My question is if it's ok to re-run by begin() the thread inside the run() method like I did (see below).
public void begin() {
Check = new Thread(this);
Check.start();
}
#Override
public void run() {
Thread thisThread = Thread.currentThread();
while (Check==thisThread) {
try {
oos.writeObject("a");
// oos.flush();
synchronized (this) {
while (pleaseWait) {
try {
System.out.println("waiting");
wait();
System.out.println("not waiting");
}
catch (Exception e) {
System.err.println("Thread is interrupted: "+e.getMessage());
}
}
}
sleep(1000);
} catch (Exception ex) {
v = new Visual("The connection is lost. The system will try to reconnect now.");
this.end();
try {
Server=ClientLogin.checkingServers(); //returns the reachable server string address
socket = new Socket(Server, ServerPort);
System.out.println("Connected: " + socket);
oos = new ObjectOutputStream(socket.getOutputStream());
begin();
v = new Visual("The system is reconnected.");
}
catch(UnknownHostException uhe){
System.out.println("Host unknown: " + uhe.getMessage());
v = new Visual("The system has failed to reconnected.");
}
catch (IOException ioe) {
System.out.println("The system cannot connect to servers: " + ioe.getMessage());
v = new Visual("The system has failed to reconnected.");
}
catch (Exception e) {
System.out.println("The system has failed to reconnect: " + e.getMessage());
v = new Visual("The system has failed to reconnected.");
}
}
}
}
public void end() {
Check = null;
}
I don't know any reason why that wouldn't work, but it looks kinda messy. You may have to declare Check as volatile to ensure that the loop always reads the current value, for those times when the new thread overwrites it.
IMHO a better approach would be a separate "supervisor" thread which is responsible for starting one of these threads, and then uses Thread.join() to wait for it to die, at which point it can start it up again.
In this way your main thread's logic can concentrate on exactly what it's supposed to do, without needing to have any "self awareness".

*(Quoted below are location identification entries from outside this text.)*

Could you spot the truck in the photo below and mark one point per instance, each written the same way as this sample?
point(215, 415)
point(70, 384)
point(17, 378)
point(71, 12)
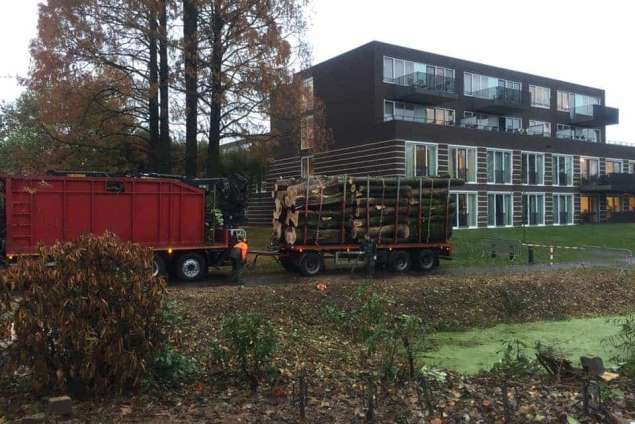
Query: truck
point(182, 220)
point(401, 223)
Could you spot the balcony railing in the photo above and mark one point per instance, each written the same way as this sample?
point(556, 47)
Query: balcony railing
point(419, 119)
point(503, 94)
point(426, 81)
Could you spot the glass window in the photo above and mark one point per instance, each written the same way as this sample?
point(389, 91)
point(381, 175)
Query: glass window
point(540, 96)
point(306, 169)
point(389, 74)
point(421, 160)
point(613, 205)
point(499, 209)
point(613, 166)
point(562, 209)
point(534, 209)
point(462, 163)
point(589, 168)
point(542, 128)
point(533, 168)
point(307, 132)
point(499, 167)
point(466, 210)
point(562, 170)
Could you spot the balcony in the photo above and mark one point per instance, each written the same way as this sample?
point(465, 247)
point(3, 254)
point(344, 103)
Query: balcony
point(612, 183)
point(594, 115)
point(419, 119)
point(499, 100)
point(424, 88)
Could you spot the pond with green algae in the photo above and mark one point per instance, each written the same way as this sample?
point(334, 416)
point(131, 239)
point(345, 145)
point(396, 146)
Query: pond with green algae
point(477, 349)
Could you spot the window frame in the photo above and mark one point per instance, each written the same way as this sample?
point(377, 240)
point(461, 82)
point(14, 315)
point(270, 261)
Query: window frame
point(544, 207)
point(553, 202)
point(511, 212)
point(309, 161)
point(414, 164)
point(456, 221)
point(527, 152)
point(511, 162)
point(532, 95)
point(556, 175)
point(475, 149)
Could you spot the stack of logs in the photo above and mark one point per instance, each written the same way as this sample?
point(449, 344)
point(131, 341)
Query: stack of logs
point(330, 210)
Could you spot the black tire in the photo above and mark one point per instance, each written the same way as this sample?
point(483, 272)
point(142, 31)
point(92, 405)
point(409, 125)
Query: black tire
point(159, 266)
point(191, 267)
point(399, 261)
point(289, 263)
point(310, 264)
point(426, 260)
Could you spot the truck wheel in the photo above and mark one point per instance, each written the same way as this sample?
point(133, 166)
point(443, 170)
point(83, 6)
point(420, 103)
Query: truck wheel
point(159, 268)
point(426, 260)
point(399, 261)
point(310, 264)
point(191, 267)
point(289, 263)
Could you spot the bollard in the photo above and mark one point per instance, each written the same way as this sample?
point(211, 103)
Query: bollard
point(530, 255)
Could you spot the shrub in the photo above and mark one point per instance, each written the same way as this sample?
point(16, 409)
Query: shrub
point(88, 315)
point(247, 344)
point(624, 344)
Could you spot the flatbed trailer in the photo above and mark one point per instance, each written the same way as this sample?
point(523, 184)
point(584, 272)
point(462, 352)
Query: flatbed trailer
point(166, 215)
point(309, 260)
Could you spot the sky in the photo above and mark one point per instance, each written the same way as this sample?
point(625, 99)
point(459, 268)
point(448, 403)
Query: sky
point(587, 42)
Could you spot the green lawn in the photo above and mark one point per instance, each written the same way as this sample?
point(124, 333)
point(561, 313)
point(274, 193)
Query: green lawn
point(474, 350)
point(467, 243)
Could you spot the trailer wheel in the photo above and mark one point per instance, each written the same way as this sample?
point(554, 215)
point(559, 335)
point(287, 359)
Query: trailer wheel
point(399, 261)
point(289, 263)
point(191, 267)
point(159, 267)
point(426, 260)
point(310, 264)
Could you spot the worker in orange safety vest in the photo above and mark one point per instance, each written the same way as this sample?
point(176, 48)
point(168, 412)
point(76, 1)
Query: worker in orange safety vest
point(239, 258)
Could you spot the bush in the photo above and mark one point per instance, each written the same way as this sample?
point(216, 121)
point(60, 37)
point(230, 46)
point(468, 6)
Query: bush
point(88, 315)
point(247, 344)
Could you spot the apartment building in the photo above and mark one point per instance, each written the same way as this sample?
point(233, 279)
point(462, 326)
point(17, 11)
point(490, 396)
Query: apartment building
point(531, 150)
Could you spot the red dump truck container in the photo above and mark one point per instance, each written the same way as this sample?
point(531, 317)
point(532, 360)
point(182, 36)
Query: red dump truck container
point(163, 214)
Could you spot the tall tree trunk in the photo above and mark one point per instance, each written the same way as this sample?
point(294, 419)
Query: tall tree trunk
point(190, 52)
point(153, 100)
point(164, 76)
point(213, 148)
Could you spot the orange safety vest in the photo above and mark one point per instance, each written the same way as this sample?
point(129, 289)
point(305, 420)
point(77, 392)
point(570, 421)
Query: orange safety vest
point(244, 249)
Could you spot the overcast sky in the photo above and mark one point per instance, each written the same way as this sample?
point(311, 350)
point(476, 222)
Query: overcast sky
point(589, 42)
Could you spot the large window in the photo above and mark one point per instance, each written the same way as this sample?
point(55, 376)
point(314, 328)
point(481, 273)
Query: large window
point(401, 111)
point(421, 160)
point(307, 94)
point(499, 167)
point(462, 163)
point(540, 96)
point(589, 168)
point(306, 166)
point(613, 166)
point(405, 72)
point(613, 205)
point(577, 103)
point(578, 133)
point(534, 209)
point(533, 168)
point(499, 209)
point(307, 132)
point(489, 87)
point(563, 209)
point(542, 128)
point(466, 210)
point(562, 170)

First, the code is not thread safe. The "Check" field is written by one thread but read by another, but it is not synchronised. There is no guarantee that the new started thread is going to see the updated value of "Check", i.e. the new thread will get the old thread's reference when checking "Check==thisThread" and do the wrong thing,
This particular problem can be fixed by making "Check" field volatile. It makes sure when it is updated, every thread will see the new value.
It is not "wrong" to call "begin()" in the run() method. However I wouldn't recommend it because you created a recursive call here effectively. There is a good chance you will get it wrong and fall into infinite loop. Try the simple design below. It uses a while loop instead of recursion.

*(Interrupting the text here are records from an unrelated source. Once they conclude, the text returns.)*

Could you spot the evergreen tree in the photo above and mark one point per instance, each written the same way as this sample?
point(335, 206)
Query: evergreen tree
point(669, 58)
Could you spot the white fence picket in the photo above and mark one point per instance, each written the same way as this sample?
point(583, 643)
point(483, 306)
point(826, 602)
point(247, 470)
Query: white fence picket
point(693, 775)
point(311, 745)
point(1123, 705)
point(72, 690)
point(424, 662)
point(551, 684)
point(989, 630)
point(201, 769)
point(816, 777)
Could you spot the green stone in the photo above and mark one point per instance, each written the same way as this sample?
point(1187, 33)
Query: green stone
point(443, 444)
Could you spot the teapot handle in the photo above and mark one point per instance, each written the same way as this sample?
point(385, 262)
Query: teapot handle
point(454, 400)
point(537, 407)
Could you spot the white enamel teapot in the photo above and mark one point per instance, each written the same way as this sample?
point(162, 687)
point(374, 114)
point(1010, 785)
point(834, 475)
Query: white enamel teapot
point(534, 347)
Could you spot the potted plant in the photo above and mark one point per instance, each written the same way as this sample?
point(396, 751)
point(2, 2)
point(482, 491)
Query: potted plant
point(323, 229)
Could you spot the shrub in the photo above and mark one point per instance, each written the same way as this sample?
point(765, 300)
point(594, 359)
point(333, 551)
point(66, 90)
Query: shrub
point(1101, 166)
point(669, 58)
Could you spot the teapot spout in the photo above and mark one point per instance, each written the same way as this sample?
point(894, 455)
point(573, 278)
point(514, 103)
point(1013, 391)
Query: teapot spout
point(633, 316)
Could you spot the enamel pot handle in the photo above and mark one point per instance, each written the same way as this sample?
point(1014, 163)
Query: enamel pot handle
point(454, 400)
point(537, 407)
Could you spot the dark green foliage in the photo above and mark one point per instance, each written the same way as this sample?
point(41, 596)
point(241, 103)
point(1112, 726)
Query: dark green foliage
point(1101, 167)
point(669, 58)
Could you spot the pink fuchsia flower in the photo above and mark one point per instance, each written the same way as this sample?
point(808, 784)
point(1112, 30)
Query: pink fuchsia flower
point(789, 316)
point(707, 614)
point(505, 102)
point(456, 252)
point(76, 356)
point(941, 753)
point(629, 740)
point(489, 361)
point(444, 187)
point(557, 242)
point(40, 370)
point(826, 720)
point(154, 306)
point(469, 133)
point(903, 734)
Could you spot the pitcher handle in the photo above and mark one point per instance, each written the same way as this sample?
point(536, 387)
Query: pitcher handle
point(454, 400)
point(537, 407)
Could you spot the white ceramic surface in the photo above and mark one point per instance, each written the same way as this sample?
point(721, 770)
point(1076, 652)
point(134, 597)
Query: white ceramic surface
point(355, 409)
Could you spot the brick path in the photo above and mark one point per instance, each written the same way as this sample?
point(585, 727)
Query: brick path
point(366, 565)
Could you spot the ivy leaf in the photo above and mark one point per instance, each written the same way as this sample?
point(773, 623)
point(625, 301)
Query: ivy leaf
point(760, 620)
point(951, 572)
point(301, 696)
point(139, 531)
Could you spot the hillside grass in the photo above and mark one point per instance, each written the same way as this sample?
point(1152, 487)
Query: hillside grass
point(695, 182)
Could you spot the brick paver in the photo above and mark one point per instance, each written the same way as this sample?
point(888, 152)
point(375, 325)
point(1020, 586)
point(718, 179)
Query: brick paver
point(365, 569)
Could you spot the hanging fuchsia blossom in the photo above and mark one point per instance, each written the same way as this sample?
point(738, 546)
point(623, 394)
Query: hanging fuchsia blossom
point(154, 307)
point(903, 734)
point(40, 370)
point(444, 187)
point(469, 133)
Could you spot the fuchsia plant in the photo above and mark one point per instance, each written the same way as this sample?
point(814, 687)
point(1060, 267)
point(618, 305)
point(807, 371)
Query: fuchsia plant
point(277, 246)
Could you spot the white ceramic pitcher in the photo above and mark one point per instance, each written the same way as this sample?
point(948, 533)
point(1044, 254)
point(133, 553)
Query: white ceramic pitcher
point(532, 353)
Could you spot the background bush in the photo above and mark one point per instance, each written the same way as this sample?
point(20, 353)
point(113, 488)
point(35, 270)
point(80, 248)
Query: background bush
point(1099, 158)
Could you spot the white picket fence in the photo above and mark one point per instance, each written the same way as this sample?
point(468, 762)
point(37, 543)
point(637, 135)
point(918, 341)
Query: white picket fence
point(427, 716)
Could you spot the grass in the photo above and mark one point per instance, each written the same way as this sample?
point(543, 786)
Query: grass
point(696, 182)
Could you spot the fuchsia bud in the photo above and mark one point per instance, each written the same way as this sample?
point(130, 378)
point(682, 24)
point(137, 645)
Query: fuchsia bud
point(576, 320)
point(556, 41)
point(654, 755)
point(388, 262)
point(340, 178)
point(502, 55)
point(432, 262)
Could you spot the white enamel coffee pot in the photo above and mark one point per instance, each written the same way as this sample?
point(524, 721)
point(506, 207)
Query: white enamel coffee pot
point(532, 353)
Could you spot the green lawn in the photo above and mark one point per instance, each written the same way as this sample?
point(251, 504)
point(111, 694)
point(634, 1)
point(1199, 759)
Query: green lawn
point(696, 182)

package com.thinkinginobjects;
public class HeathChecker {
public void run() {
while (true) {
boolean success = checkHeath();
if (!success) {
//log and re-establish connection
} else {
Thread.sleep(1000);
}
}
}
private boolean checkHeath() {
try {
oos.writeObject("a");
return true;
} catch (Exception ex) {
return false;
}
}
}
it is ok, however why do you need to start a thread every time? Isn't it better to use Timer and TimerTask?